OBJECTIVE: This study was conducted to explore the tolerance, variability, pharmacokinetics (PK), and pharmacodynamics (PD) of denosumab biosimilar (QL1206) in healthy Chinese subjects. METHODS: This is a randomized, double-blind, two-arm, parallel study performed to examine the bioequivalence of denosumab biosimilar, QL1206, with that of Xgeva(®) (Denosumab) as a reference drug. A single dose of 120 mg/kg of the denosumab biosimilar or Xgeva(®) was administered to the subjects, who were followed up for 134 days.
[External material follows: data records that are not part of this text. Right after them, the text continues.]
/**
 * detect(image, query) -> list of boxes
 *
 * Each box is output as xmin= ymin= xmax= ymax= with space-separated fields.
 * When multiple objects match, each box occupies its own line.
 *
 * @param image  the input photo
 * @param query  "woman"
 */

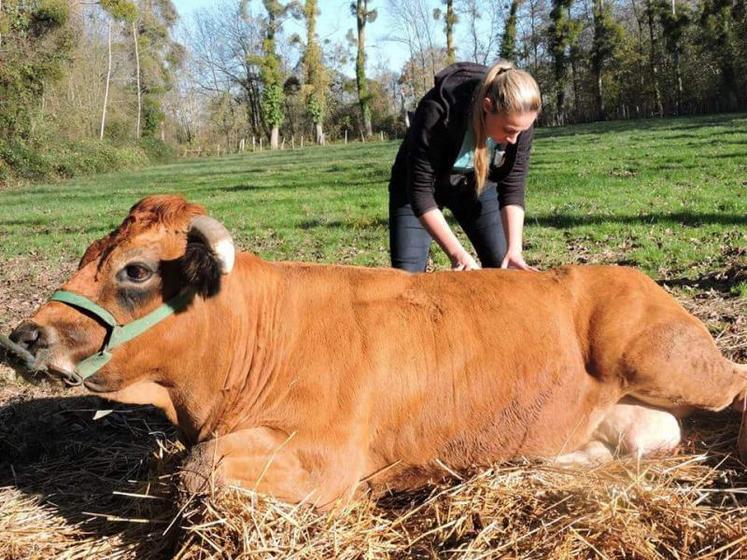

RESULTS: Similar PK properties as those of Xgeva(®) were exhibited by QL1206. When compared to QL1206 with Xgeva(®), the 90% confidence intervals of the ratios for C(max), AUC(0-t), and AUC(0-∞) were observed to be within 80–125%. The inter-subject variability (inter-CV) ranged from 29% to 39.5%. Six and three subjects in the QL1206 and Xgeva(®) groups were found to be positive for the ADA and negative for the NAb, respectively. The CTX1 concentration-time profiles appeared similar (about 80% decrease from 48 hours to134 days) between the QL1206 and Xgeva(®) groups. Adverse events (AEs) were observed in 92.6% and 93.4% of subjects in the QL1206 and Xgeva(®) groups, respectively. Reduction in blood calcium level was found to be the most common AE recorded, with an incidence of 72.8% versus 72.4% in the QL1206 and Xgeva(®) groups, respectively. CONCLUSION: Similar PK and PD characteristics were exhibited by QL1206 as compared to those of Xgeva(®). The inter-CV was slightly large. The safety profiles of denosumab biosimilars and Xgeva(®) were found to be similar.